Re: Optimizer use of index slows down query by factor

От
Tom Lane
Дата:
Michael Ruf <mrf@inxmail.de> writes:
> we experience some strange performance problems, we've already found a
> workaround for us, but are curious if it's a known problem of the optimizer.

I think you need to see about getting this rowcount estimate to be more
accurate:

>                             ->  Index Scan using idx_link_1 on link
> (cost=0.00..680.51 rows=13477 width=26) (actual time=5.707..12.043
> rows=126 loops=1)
>                                   Index Cond: (task_id = 1556)
>                                   Filter: (((deletable IS NULL) OR (NOT
> deletable)) AND ((link_type = 8) OR (link_type = 9)))

If it realized there'd be only 126 rows out of that scan, it'd probably
have gone for a nestloop join against the big table, which I think would
be noticeably faster than either of the plans you show here.

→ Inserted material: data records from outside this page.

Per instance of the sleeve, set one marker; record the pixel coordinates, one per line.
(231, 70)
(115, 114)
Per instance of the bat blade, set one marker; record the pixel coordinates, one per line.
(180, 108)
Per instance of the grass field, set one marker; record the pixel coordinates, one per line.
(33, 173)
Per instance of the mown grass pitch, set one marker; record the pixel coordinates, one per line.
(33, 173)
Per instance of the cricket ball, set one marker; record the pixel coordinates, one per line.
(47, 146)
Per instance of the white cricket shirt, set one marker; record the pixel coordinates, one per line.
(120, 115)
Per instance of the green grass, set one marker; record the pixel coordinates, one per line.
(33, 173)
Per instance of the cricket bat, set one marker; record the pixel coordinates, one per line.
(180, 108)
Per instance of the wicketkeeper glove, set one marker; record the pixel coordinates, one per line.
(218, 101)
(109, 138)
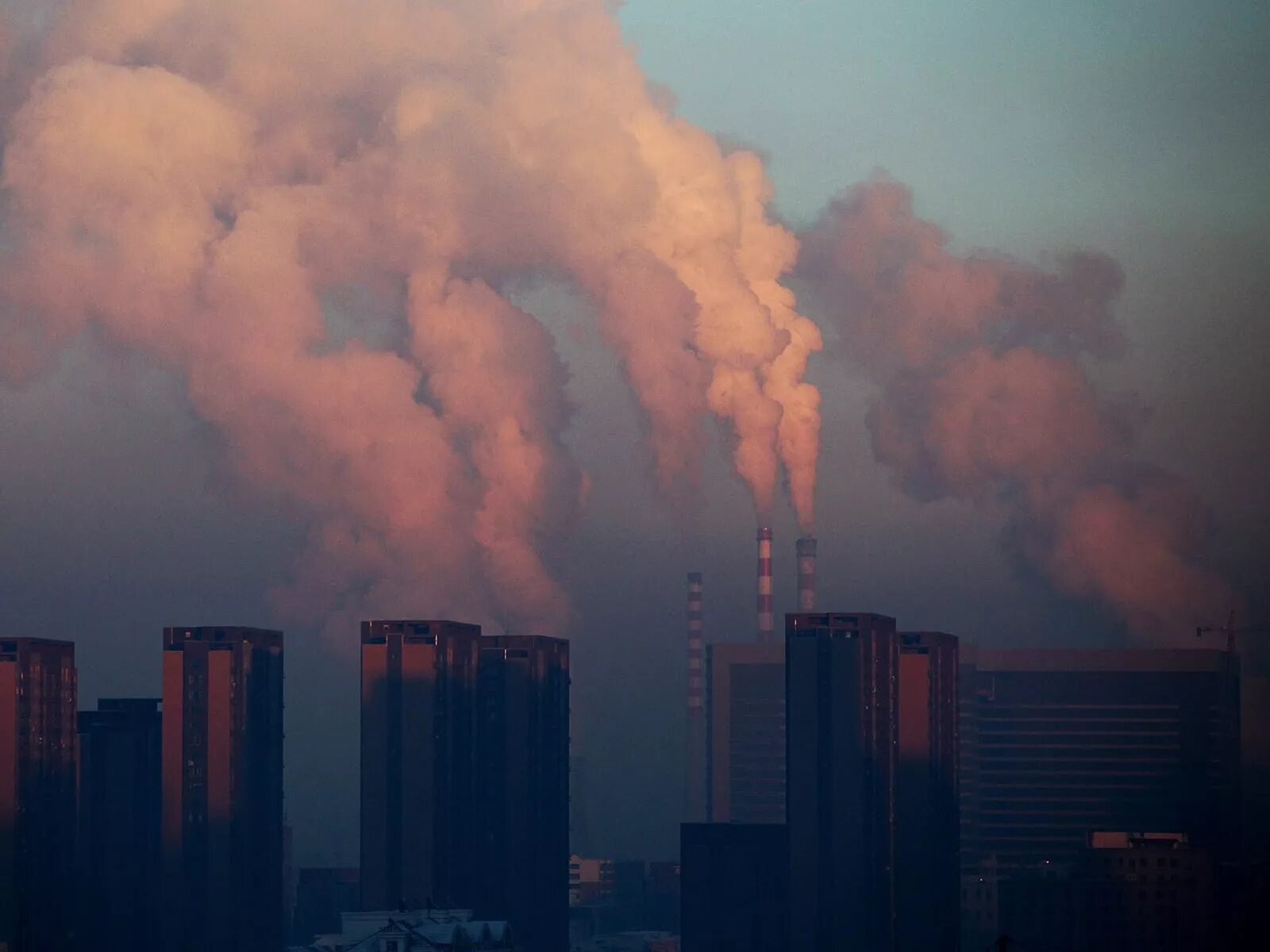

You already did crank up default_statistics_target, so I'm not sure if
raising it further would help any.  What I'd suggest is trying to avoid
using non-independent AND/OR conditions.  For instance recasting the
first OR as just "deletable is not true" would probably result in a
better estimate.  The size of the error seems to be more than that would
account for though, so I suspect that the deletable and link_type
conditions are interdependent.  Is it practical to recast your data
representation to avoid that?

            regards, tom lane

Re: Optimizer use of index slows down query by factor

От
Michael Ruf
Дата:
Hi,

Tom Lane wrote:
 >
 > I think you need to see about getting this rowcount estimate to be more
 > accurate:
 >
 >>                             ->  Index Scan using idx_link_1 on link
 >> (cost=0.00..680.51 rows=13477 width=26) (actual time=5.707..12.043
 >> rows=126 loops=1)
 >>                                   Index Cond: (task_id = 1556)
 >>                                   Filter: (((deletable IS NULL) OR (NOT
 >> deletable)) AND ((link_type = 8) OR (link_type = 9)))
 >
 > If it realized there'd be only 126 rows out of that scan, it'd probably
 > have gone for a nestloop join against the big table, which I think would
 > be noticeably faster than either of the plans you show here.
 >
 > You already did crank up default_statistics_target, so I'm not sure if
 > raising it further would help any.

After i've increased the statistic target for the specific column on the
link table "alter table link alter task_id set statistics 200;", the sql
runs fine ( < 1 second ):

Limit  (cost=448478.40..448492.17 rows=1 width=30) (actual
time=850.698..860.838 rows=12 loops=1)
    ->  GroupAggregate  (cost=448478.40..448492.17 rows=1 width=30)
(actual time=850.695..860.824 rows=12 loops=1)
          ->  Sort  (cost=448478.40..448481.15 rows=1100 width=30)
(actual time=850.569..853.985 rows=6445 loops=1)
                Sort Key: link.link_type, link.link_alias
                Sort Method:  quicksort  Memory: 696kB
                ->  Nested Loop Left Join  (cost=0.00..448422.84
rows=1100 width=30) (actual time=819.519..838.422 rows=6445 loops=1)
                      ->  Seq Scan on link  (cost=0.00..142722.52
rows=203 width=26) (actual time=819.486..820.016 rows=126 loops=1)
                            Filter: (((deletable IS NULL) OR (NOT
deletable)) AND (task_id = 1556) AND ((link_type = 8) OR (link_type = 9)))
                      ->  Index Scan using idx_click_1 on click
(cost=0.00..1370.01 rows=10872 width=12) (actual time=0.003..0.088
rows=51 loops=126)
                            Index Cond: (link.link_id = click.link_id)
  Total runtime: 860.929 ms


 > What I'd suggest is trying to avoid
 > using non-independent AND/OR conditions.  For instance recasting the
 > first OR as just "deletable is not true" would probably result in a
 > better estimate.  The size of the error seems to be more than that would
 > account for though, so I suspect that the deletable and link_type
 > conditions are interdependent.  Is it practical to recast your data
 > representation to avoid that?
 >

I've tried that, but with no positive/negative effects.

Thanks for your help.

Michael